Sie sieht diese Initiative im direkten Widerspruch zu den Minsker Vereinbarungen und als Beitrag zu einer Eskalation der Spannungen im Donbass:
"Die Umsetzung dieses Vorstoßes – und er widerspricht im Übrigen unmittelbar den Minsker Abkommen – wird die Militarisierung der Ukraine und Eskalation der Spannungen im Donbass begünstigen.
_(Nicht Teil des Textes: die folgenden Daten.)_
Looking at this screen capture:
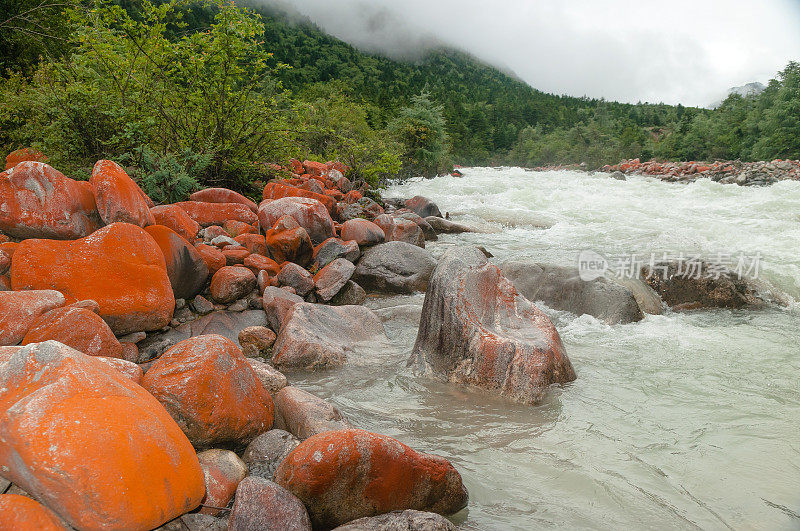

Auch wird sie die Machthaber in Kiew zu weiterer Sabotage des Minsker Maßnahmenpakets [zur Konfliktbeilegung im Donbass] ermutigen."
"Und in diesem Zusammenhang rufen wir dringend dazu auf, von diesem, gelinde gesagt, unüberlegten Schritt abzusehen", schloss Sacharowa ab.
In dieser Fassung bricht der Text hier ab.